Every bird, of any species, I have ever been owned by has tucked under a wing to sleep. Mom's little guy, and every other bird she has been owned by has tucked under. I've never noticed Joey tucking under to sleep, or even nap. Will he get there in time, since he is only 4 months now, or do some birds just not tuck under?


----------



## CaliTiels (Oct 18, 2012)

Jaid is 9 months old and he still has yet to do that


----------



## Mezza (Feb 19, 2013)

Skiddles doesn't really do it. She sits on her favourite perch and drops her head forward and down. Its so cute when you see it. 

Its like when you nod off sitting up and your head dips forward and down..one of these days I think she will drop off :rofl:


----------



## Double Trouble (Nov 24, 2013)

Badger has never done this but he does put his head on his back (if this is what you mean) or he dips is head forward to sleep.. Its adorable!

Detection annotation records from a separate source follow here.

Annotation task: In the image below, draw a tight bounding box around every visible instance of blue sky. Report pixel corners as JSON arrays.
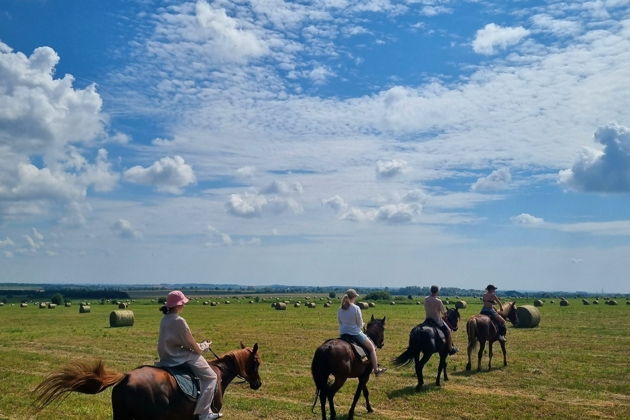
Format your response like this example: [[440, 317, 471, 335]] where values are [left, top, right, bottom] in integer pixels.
[[0, 0, 630, 292]]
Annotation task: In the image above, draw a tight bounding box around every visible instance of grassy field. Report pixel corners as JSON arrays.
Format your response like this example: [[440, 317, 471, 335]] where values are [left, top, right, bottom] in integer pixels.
[[0, 298, 630, 420]]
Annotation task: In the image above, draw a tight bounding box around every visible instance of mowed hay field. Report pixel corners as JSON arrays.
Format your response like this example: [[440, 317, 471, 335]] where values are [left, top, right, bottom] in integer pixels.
[[0, 298, 630, 420]]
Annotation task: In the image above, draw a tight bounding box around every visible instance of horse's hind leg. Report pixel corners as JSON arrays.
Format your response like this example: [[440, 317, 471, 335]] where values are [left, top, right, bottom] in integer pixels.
[[477, 341, 486, 372]]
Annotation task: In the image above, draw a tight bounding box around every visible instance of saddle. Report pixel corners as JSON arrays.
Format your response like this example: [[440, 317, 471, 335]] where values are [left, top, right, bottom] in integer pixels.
[[339, 334, 370, 364], [153, 363, 201, 402], [420, 318, 446, 347]]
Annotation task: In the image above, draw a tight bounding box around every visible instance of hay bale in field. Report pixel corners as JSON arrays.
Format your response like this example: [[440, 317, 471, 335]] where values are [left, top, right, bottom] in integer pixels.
[[516, 305, 540, 328], [357, 302, 370, 309], [109, 309, 134, 328]]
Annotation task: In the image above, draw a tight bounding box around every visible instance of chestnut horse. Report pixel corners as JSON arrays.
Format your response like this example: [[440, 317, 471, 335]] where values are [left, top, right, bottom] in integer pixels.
[[311, 315, 385, 420], [34, 343, 262, 420], [466, 302, 518, 371], [394, 308, 460, 391]]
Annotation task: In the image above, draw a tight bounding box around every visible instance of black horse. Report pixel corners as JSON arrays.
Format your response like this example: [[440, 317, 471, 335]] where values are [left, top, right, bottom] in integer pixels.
[[394, 308, 459, 391]]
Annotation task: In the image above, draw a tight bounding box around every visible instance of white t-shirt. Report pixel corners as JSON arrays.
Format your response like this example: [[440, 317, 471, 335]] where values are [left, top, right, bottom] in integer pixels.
[[337, 303, 363, 335]]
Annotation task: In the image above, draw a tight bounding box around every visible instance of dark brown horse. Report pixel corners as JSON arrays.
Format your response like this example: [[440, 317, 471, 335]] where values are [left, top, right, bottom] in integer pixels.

Sent from my GT-S5830i using Tapatalk 2


----------



## SoCalTiels (Oct 8, 2013)

You actually made me curious, so I was deep creeping on my birds last night paying attention to how they slept. I don't think the full tucking under a wing is a cockatiel habit, but it could be the preference of some birds, you never know.
Got this picture, and in the next ones I had taken, he hadn't moved, eyes were open and was totally not amused with the late night photo shoot, lol.


----------



## TamaMoo (Jan 12, 2014)

Joey drops his head forward too. When he is dozing he will keep his head up and just close his eyes. Mom's little guy will turn his head back and somewhat tuck under, but not fully tuck under. I was just wondering if cockatiels do. My canary did, and all the budgies I have had did.


----------



## goose'smom (Jan 1, 2014)

Goose gets super puffed up and just sinks her head down into her body but still facing forward. I have seen her turn her head and rest it on her back only a coupes times. I have yet to see our new baby, Artie, even sleep!


----------



## vitaminmandi (Jan 22, 2014)

Sophia just kinda sticks her beak under her wing and peeks at me when I get too close and wake her up lol


----------